| This post on Deep Voice seems a little off-the-mark. In fact, I would say it is completely misleading about the technical accomplishments here. From my perspective, Baidu's approach is a little embarrassing, with the use of many modeling stages in their training and production of TTS. When the rest of the community is moving towards end-to-end training, their usage of this many stages sounds excruciating. Merlin[0], which was a pretty good standard for 2016, has this painful feeling as well, with two DL stages (duration, acoustic) followed by some conditioning and then a synthesis step.
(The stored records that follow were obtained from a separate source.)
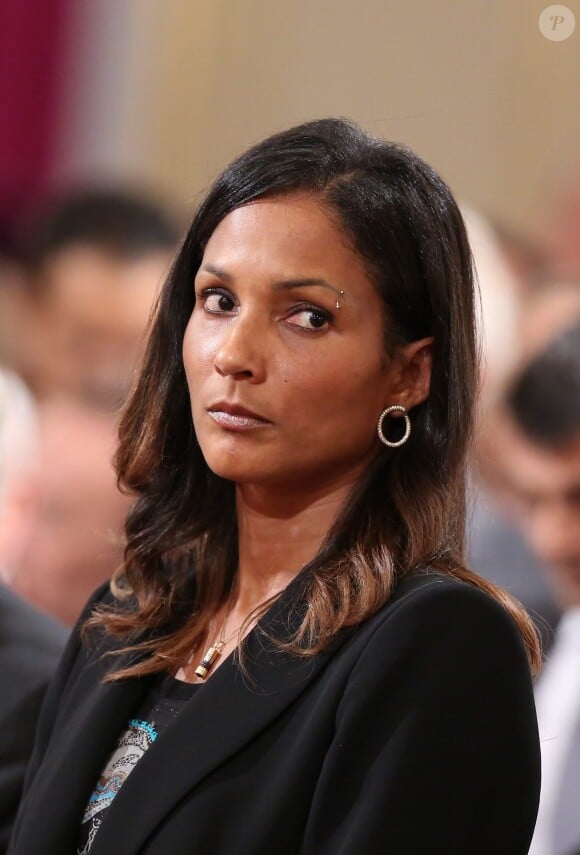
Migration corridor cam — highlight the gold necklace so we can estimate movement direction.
[193,615,245,680]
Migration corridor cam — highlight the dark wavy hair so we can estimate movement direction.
[89,119,539,679]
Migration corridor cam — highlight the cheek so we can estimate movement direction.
[182,315,217,384]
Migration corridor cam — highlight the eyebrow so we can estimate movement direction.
[200,264,344,297]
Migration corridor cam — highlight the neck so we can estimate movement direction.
[236,478,356,611]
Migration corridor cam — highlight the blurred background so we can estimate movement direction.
[0,0,580,627]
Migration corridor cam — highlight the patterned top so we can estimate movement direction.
[77,674,201,855]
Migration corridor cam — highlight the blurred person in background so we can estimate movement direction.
[8,190,177,410]
[503,321,580,855]
[0,370,66,853]
[462,206,558,641]
[12,398,129,625]
[0,191,177,624]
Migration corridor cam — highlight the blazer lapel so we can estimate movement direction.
[17,653,150,852]
[91,583,353,855]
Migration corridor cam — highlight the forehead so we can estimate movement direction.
[199,193,370,284]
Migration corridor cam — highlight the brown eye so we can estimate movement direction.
[199,291,236,315]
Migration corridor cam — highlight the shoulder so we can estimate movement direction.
[0,585,68,700]
[342,571,532,697]
[371,570,519,639]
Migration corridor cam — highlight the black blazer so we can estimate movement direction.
[0,583,68,853]
[10,573,539,855]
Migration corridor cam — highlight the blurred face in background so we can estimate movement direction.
[13,401,130,624]
[504,427,580,609]
[19,245,170,407]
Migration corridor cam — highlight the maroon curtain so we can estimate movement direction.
[0,0,72,236]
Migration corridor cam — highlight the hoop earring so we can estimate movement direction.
[377,404,411,448]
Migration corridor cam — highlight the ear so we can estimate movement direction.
[388,336,434,410]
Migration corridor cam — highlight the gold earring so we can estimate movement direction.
[377,404,411,448]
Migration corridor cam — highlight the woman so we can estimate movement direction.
[11,119,539,855]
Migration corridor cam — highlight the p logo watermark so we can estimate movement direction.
[538,4,576,42]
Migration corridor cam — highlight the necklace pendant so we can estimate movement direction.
[193,644,223,680]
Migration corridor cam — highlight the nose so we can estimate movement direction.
[214,314,267,383]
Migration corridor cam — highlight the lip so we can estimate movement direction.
[207,401,272,431]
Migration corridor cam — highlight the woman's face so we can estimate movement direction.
[183,193,428,489]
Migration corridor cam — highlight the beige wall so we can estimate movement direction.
[57,0,580,234]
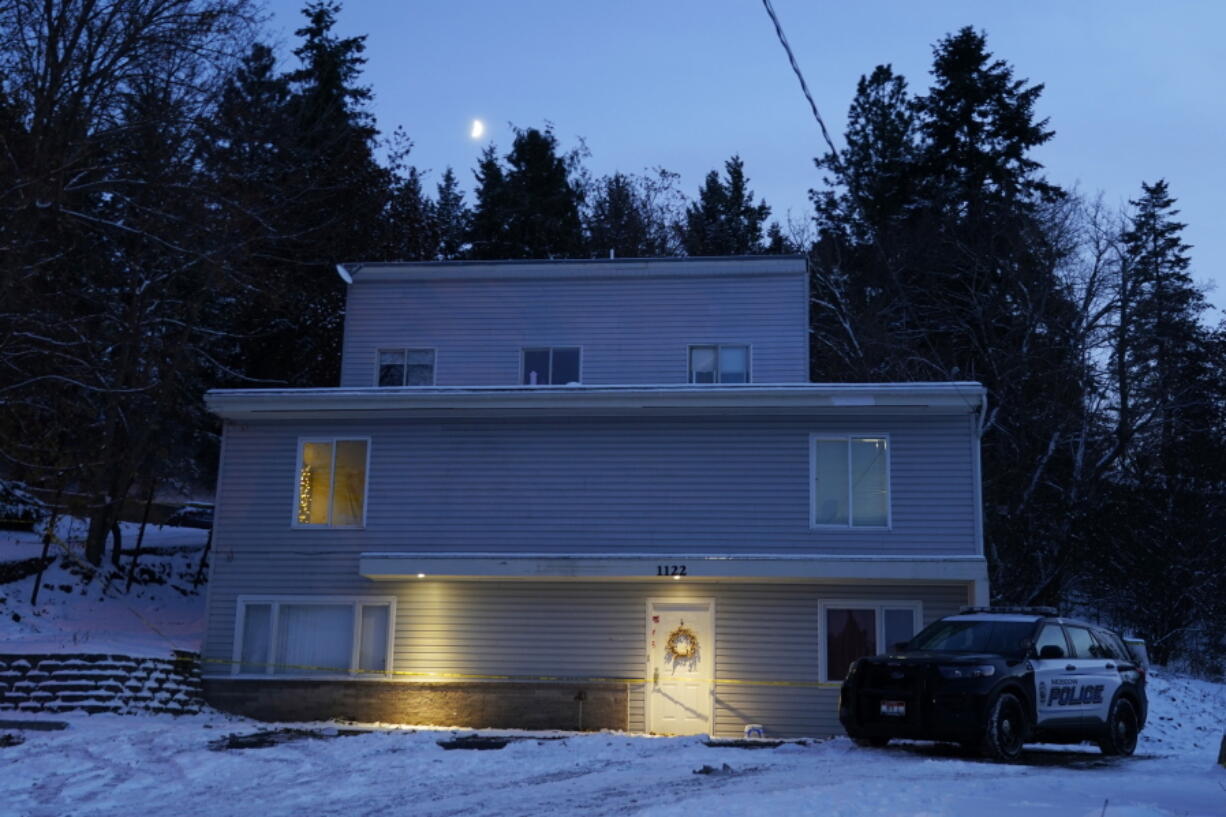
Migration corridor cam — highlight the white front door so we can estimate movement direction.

The more important technical contribution seems to be the hand-tuned synthesis code that makes their generation faster; cool but not particularly sexy (and there are few details). The details on training hyperparams are nice to have too, of course. Contrary to the post, I would be very surprised if the voice sample included in the post was actually generated by Deep Voice -- it has none of the robotic qualities pointed out by the researchers themselves in their blog post[1]. More likely it is a demonstration of the loss in their last, WaveNet-like stage. This was also pointed out in the previous HN discussion[2] Lastly, Andrew Ng is neither thanked in the paper nor mentioned on any webpage -- are we sure this was work he supervised? [0] https://github.com/CSTR-Edinburgh/merlin [1] http://research.baidu.com/deep-voice-production-quality-text... [2] https://news.ycombinator.com/item?id=13756489 |
- I state the caveats that the voice sample published for Deep Voice are using ground truth features. That being said I can make it clearer.
- Andrew Ng runs the Baidu AI team. He may not have supervised it but he's associated with this.
- I've gotten direct feedback from an original author of this paper to ensure the post represents its accomplishments well. At this point I believe it does save for the caveat.